Ensuring data privacy
As more and more data is collected, companies must find innovative ways to discern between work-related and personal communications. For instance, it’s not unlikely that employees could share sensitive, personal information while on a monitored device or channel. Employees should have the peace of mind to know that only work-related communications will be captured, archived and analyzed.

Training staff
Employees may also see an increase in training to ensure they are following regulations at home. Compliance processes for phone calls, printing and handling information have all changed in the home environment. This may require companies to regularly update employees with new and existing policies, as well as personal training. Training is also an area where companies can mitigate a culture risk from shifting to an entirely remote workforce. Loss of person-to-person contact can be a huge upset for employees, but training and use of online communication systems, where electronic communications monitoring can take place, helps employees stay connected and companies safeguarded.
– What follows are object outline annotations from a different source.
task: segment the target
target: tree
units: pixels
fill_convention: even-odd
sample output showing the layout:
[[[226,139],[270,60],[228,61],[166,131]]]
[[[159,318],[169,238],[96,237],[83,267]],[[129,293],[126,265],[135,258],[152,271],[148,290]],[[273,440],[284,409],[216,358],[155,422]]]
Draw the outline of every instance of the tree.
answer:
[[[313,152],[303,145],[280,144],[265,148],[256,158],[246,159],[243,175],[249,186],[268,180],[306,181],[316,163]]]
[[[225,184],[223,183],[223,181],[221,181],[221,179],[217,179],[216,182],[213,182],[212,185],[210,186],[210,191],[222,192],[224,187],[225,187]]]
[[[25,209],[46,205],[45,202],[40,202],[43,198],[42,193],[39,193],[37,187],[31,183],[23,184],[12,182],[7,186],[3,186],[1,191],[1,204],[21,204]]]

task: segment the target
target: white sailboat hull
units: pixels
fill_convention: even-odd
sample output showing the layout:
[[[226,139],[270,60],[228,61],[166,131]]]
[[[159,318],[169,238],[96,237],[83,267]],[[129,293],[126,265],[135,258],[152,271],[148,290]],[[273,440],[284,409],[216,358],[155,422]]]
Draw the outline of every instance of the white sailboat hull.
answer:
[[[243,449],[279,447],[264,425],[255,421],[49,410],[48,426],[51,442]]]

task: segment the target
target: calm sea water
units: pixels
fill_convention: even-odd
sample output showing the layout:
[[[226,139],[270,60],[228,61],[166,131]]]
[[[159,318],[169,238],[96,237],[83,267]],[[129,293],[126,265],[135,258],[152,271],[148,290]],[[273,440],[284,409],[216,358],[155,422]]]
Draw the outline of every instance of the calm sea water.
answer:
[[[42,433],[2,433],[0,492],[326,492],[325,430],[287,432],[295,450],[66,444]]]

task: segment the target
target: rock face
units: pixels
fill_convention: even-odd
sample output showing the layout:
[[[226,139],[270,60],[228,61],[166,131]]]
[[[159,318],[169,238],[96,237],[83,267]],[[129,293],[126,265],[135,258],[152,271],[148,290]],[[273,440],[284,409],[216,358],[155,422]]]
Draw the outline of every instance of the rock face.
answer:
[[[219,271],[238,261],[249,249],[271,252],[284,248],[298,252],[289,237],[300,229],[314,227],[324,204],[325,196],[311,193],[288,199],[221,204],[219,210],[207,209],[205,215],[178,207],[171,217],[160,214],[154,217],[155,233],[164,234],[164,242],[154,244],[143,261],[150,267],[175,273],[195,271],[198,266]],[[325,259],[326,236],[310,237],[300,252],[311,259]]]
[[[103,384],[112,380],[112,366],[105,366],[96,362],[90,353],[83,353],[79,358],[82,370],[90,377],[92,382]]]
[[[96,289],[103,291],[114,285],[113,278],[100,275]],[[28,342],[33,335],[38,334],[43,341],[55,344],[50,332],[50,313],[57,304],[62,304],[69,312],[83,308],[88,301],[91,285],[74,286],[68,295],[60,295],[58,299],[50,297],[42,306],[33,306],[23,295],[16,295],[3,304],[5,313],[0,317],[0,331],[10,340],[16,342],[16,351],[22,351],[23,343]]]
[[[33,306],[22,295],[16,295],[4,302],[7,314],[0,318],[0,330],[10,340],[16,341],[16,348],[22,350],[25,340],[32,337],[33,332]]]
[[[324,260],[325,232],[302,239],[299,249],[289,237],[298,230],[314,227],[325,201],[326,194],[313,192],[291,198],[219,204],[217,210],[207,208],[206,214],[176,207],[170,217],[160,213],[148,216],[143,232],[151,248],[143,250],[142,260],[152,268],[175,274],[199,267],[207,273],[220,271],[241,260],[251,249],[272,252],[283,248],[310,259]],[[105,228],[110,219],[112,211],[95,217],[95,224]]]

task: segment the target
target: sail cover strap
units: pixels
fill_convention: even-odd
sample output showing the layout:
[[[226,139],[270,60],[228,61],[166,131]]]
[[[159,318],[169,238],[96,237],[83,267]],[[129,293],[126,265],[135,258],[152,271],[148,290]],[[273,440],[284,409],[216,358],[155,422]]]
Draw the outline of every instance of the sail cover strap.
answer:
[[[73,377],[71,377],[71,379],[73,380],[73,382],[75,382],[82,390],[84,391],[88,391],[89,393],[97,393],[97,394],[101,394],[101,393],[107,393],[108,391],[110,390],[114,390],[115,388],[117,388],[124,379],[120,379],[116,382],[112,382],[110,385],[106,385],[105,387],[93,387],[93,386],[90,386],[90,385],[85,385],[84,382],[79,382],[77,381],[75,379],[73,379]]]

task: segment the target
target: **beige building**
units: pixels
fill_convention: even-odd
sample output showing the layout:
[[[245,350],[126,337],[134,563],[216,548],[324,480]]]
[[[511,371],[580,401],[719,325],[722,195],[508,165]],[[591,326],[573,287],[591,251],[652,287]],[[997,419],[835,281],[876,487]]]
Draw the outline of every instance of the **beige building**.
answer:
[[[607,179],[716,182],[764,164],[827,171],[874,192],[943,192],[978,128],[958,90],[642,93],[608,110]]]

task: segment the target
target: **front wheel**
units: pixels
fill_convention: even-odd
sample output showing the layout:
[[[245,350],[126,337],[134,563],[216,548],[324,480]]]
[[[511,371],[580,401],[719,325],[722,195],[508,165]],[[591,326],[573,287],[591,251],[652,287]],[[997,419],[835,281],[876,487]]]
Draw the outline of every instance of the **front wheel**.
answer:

Improving alert capabilities
The same alerts available in the office environment can be implemented across a remote workforce, though market volatility throughout the pandemic has made it more challenging. In the early days of the pandemic, a surge of alerts meant many were unable to keep up with the influx and meet regulations. In the months since, companies have recalibrated alerts and even used AI to clear a backlog of communications. The need to continue monitoring trades, orders and other communications quickly and accurately remains the same, but the complexities of the COVID-19 pandemic means companies need to adjust how they leverage alerts to identify potentially fraudulent activity.

Getting more from compliance technology

In order to succeed in the new norm and move beyond the status quo, companies will have to leverage a Communications Intelligence solution that will help organizations remember, understand and act on all of their human communications data.